Her mother Anne (née Forsyth), whose surname she took professionally, was a painter, and her father Frank Connell an architect and town planner in Edinburgh, where Anne was brought up. She attended St George’s School for Girls and in her teens saw Stanley Baxter as a pantomime dame at the King’s Theatre, crediting him – and the nuns at Craiglockhart convent school – with setting her on the path to show business.
Brigit Forsyth played the cello from the age of nine until arriving at the Royal Academy of Dramatic Art in London. She revived her musical interest in 2004 to play the cellist Beatrice Harrison in The Cello and the Nightingale at York Theatre Royal.
After a year at “Miss Dugdale’s” secretarial college in Edinburgh and some waitressing work, her first acting job was at the Gateway Theatre on Leith Walk. She was also one of the witches in the 1965 Edinburgh Festival production of Macbeth; she recalled that the director wanted the witches topless but the Earl of Harewood, the festival boss, insisted they wore nipple caps that often dropped off.

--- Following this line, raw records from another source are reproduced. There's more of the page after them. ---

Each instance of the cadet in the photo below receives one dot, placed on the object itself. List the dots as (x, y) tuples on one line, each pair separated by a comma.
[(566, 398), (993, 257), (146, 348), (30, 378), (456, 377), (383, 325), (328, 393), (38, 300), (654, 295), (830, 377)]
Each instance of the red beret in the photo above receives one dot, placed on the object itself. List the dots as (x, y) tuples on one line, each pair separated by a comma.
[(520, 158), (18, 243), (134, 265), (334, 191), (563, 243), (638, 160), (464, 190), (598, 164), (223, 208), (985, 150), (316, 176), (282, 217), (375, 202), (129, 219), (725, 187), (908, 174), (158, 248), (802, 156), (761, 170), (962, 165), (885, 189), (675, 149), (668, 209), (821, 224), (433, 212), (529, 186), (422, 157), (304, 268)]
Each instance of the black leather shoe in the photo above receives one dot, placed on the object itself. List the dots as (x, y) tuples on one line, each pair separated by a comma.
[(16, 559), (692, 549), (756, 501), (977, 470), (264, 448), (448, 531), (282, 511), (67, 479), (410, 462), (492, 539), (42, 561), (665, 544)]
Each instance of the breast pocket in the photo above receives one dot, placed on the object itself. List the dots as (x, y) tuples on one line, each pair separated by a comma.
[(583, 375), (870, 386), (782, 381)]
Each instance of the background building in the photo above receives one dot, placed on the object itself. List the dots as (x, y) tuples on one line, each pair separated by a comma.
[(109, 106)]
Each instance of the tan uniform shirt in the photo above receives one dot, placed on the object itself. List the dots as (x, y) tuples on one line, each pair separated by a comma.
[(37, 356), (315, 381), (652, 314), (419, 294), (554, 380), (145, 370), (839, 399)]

She had been seen two years earlier in Doctor Who as Ruth Maxtible, whose fiancé Arthur Terrall was controlled by the Daleks. Meanwhile, one of her earliest film roles was as a district nurse in Roald Dahl’s adaptation of The Night Digger (1971), alongside Yootha Joyce and Peter Sallis.

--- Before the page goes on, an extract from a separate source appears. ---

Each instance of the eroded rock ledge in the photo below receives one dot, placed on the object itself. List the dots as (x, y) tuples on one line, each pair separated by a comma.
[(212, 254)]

Brigit Forsyth made a brief appearance in the original series of The Likely Lads, but only became well known in the Whatever Happened… sequel and the 1976 film spin-off. “I still haven’t got over the fact that I get paid to do something I enjoy doing,” she said.
In 1972 she was appearing in Adam Smith, broadcast in ITV’s Sunday evening religious slot, when she met the Coronation Street director Brian Mills. He also directed her in the title role of the six-part psychological thriller Holly (1972). They were married in 1975 and separated in 1999; he died in 2006.
She later tried internet dating but only “met some boring old sods who just want to talk about themselves”. She did, however, confide that “if Brad Pitt was at my door, I’d ask him inside.”
Brigit Forsyth is survived by her son, Ben, and daughter, Zoe.